In Abuja, rental for one-bedroom is as high as N1.2m/N1.5million. In highbrow areas of Ogun State, such as Abeokuta GRA and others, a duplex could go as high as N2.5 million yearly, while a two-bedroom apartment could go as higher as N750, 000 yearly depending on the finishing.
In strategic areas of Ibadan, where apartment rents used to be N1 million, there has been an increase to about N1.5 million.
According to the immediate past President of the Nigerian Institute of Building (NIOB), Mr. Kunle Awobodu, the price of building materials may continue to rise depending on the exchange rate and inflation in the country.
He said until government intervenes by ensuring production of materials locally, the cost of construction would remain high.
Awobodu told The Guardian that the situation is not healthy for the construction sector, warning that it can force developers and other operatives in the sector to start reducing the quality of building to minimise cost and make a profit.
Specifically, he said, the Federal Government needs to intervene through policy formulation and ensure developments do not escalate and cause more damage to the real estate sector.
He stated that skyrocketing prices of materials, also signal hopelessness for low-income earners in the country.
Awoboda noted that most Nigerians now prioritise feeding and other critical necessities of life above committing resources to building homes.

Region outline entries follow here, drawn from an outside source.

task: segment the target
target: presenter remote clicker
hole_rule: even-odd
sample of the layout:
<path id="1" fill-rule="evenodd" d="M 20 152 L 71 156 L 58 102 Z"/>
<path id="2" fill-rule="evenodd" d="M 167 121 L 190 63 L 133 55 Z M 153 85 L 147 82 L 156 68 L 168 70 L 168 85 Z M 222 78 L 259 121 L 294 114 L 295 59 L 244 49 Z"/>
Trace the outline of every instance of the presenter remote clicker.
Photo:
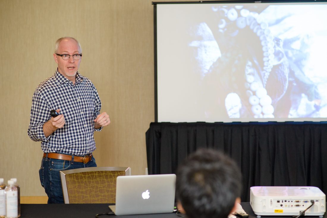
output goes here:
<path id="1" fill-rule="evenodd" d="M 53 117 L 55 117 L 59 115 L 59 114 L 58 113 L 57 111 L 55 110 L 51 110 L 51 111 L 50 111 L 50 114 Z"/>

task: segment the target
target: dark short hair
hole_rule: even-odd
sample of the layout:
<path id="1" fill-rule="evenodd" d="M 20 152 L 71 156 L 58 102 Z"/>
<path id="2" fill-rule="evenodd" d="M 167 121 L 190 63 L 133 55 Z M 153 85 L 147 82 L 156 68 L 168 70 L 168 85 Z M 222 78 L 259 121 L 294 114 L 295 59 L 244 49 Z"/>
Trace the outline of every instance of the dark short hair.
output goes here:
<path id="1" fill-rule="evenodd" d="M 191 218 L 227 218 L 242 190 L 235 162 L 217 151 L 201 149 L 179 166 L 176 194 Z"/>

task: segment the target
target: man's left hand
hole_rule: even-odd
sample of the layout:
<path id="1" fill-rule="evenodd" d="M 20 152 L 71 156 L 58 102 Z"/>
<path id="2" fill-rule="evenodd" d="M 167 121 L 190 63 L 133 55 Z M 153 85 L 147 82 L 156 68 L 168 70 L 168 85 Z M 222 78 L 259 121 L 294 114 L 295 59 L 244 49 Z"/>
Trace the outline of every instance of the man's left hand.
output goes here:
<path id="1" fill-rule="evenodd" d="M 105 126 L 110 124 L 110 119 L 109 115 L 106 112 L 103 112 L 96 116 L 94 120 L 94 127 L 96 129 L 101 126 Z"/>

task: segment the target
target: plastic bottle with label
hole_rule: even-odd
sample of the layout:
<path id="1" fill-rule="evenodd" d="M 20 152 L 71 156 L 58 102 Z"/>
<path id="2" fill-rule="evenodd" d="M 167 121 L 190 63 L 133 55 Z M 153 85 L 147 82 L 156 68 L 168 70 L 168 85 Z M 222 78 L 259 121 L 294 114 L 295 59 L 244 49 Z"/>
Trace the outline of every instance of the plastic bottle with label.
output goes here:
<path id="1" fill-rule="evenodd" d="M 18 191 L 12 180 L 8 180 L 8 185 L 5 189 L 7 218 L 17 218 L 18 216 Z"/>
<path id="2" fill-rule="evenodd" d="M 19 185 L 17 183 L 17 179 L 16 178 L 12 178 L 10 179 L 10 180 L 12 180 L 14 181 L 15 183 L 14 185 L 16 186 L 17 188 L 17 191 L 18 192 L 18 196 L 17 197 L 18 198 L 18 205 L 17 207 L 18 207 L 18 217 L 20 217 L 20 187 Z"/>
<path id="3" fill-rule="evenodd" d="M 0 178 L 0 218 L 5 218 L 6 216 L 5 188 L 3 178 Z"/>

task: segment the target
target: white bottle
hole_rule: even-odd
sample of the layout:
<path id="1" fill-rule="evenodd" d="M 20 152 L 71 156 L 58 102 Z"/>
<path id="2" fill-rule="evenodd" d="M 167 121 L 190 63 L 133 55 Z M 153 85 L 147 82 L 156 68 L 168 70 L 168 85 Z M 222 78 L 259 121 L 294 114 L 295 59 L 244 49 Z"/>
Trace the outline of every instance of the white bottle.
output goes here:
<path id="1" fill-rule="evenodd" d="M 5 189 L 7 218 L 17 218 L 18 216 L 18 191 L 12 180 L 8 180 L 8 186 Z"/>
<path id="2" fill-rule="evenodd" d="M 0 178 L 0 218 L 6 217 L 6 185 L 3 184 L 3 178 Z"/>
<path id="3" fill-rule="evenodd" d="M 14 185 L 16 186 L 16 187 L 17 188 L 17 191 L 18 193 L 18 205 L 17 206 L 18 207 L 18 217 L 20 217 L 20 187 L 19 185 L 17 183 L 17 179 L 16 178 L 12 178 L 10 179 L 10 180 L 12 180 L 14 181 Z"/>

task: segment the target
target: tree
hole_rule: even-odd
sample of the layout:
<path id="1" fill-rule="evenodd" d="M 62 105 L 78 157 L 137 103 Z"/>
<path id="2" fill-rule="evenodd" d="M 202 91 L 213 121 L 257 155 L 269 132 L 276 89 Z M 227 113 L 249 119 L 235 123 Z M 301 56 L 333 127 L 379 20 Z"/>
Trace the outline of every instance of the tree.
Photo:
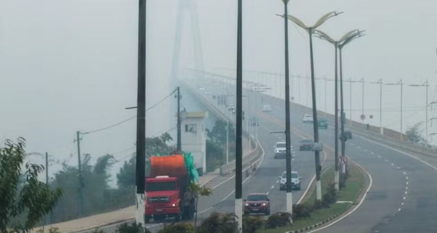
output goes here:
<path id="1" fill-rule="evenodd" d="M 405 134 L 408 141 L 423 147 L 430 147 L 426 142 L 426 139 L 421 136 L 423 130 L 421 129 L 423 122 L 420 122 L 410 126 L 407 130 Z"/>
<path id="2" fill-rule="evenodd" d="M 235 128 L 234 125 L 229 123 L 229 130 L 228 140 L 229 142 L 235 141 Z M 226 143 L 226 122 L 224 120 L 217 120 L 214 124 L 212 130 L 206 129 L 206 134 L 211 140 L 221 145 Z"/>
<path id="3" fill-rule="evenodd" d="M 190 183 L 190 190 L 191 193 L 194 196 L 196 202 L 196 215 L 194 216 L 194 226 L 197 223 L 197 204 L 199 202 L 199 198 L 201 197 L 207 197 L 212 194 L 212 190 L 204 186 L 200 186 L 195 183 Z"/>
<path id="4" fill-rule="evenodd" d="M 14 227 L 14 231 L 28 232 L 41 218 L 49 213 L 62 195 L 62 190 L 53 190 L 38 180 L 44 171 L 42 166 L 27 163 L 25 171 L 21 166 L 26 154 L 25 140 L 18 138 L 17 143 L 7 140 L 0 148 L 0 232 L 7 233 L 12 218 L 23 215 L 24 222 Z M 20 178 L 23 179 L 21 180 Z"/>
<path id="5" fill-rule="evenodd" d="M 146 172 L 149 170 L 151 155 L 170 154 L 174 151 L 175 148 L 169 146 L 168 143 L 173 140 L 168 133 L 159 137 L 146 138 Z M 117 174 L 117 185 L 118 187 L 131 188 L 135 186 L 135 173 L 136 166 L 135 153 L 132 154 L 131 159 L 125 162 L 120 171 Z"/>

Awobodu advised Nigerians, who still desire to own their homes to deploy gradual construction as a way out of cost of construction crisis.”People who have started their home construction can buy materials gradually, especially the critical ones like sand, and reinforcement may be on monthly basis rather than wait to buy all the components at once. This is because the situation is serious with prices of materials increasing almost every day,” he said.
A past chairman, Faculty of Housing of the Nigerian Institution of Estate Surveyors and Valuers (NIESV), Mr Adiatu Adesina, said building materials are big components in housing development and determinant of how much a house will go for in the market.
He explained that the increasing cost of materials, would affect the demand and supply of housing in the country.
Adesina said: “A lot of these building materials are imported and with the naira to dollar rate, once dollar goes up, it affects everything. For those that are not imported materials like gravel/granite, sharp sand, the prices have gone up and the excuse for this is the high cost of diesel. To blast stones, those heavy equipment needs diesel, price of diesel has risen from N250 to over N800 now.”
He said low-income housing is becoming too difficult to achieve now, because not many Nigerians can afford to buy a house of N10 million in the low-cost housing market.
Government, he said, needs to make loan facilities available to housing developers at a single digit in this critical time, to carry on with housing projects, while building materials should be locally produced by local industries.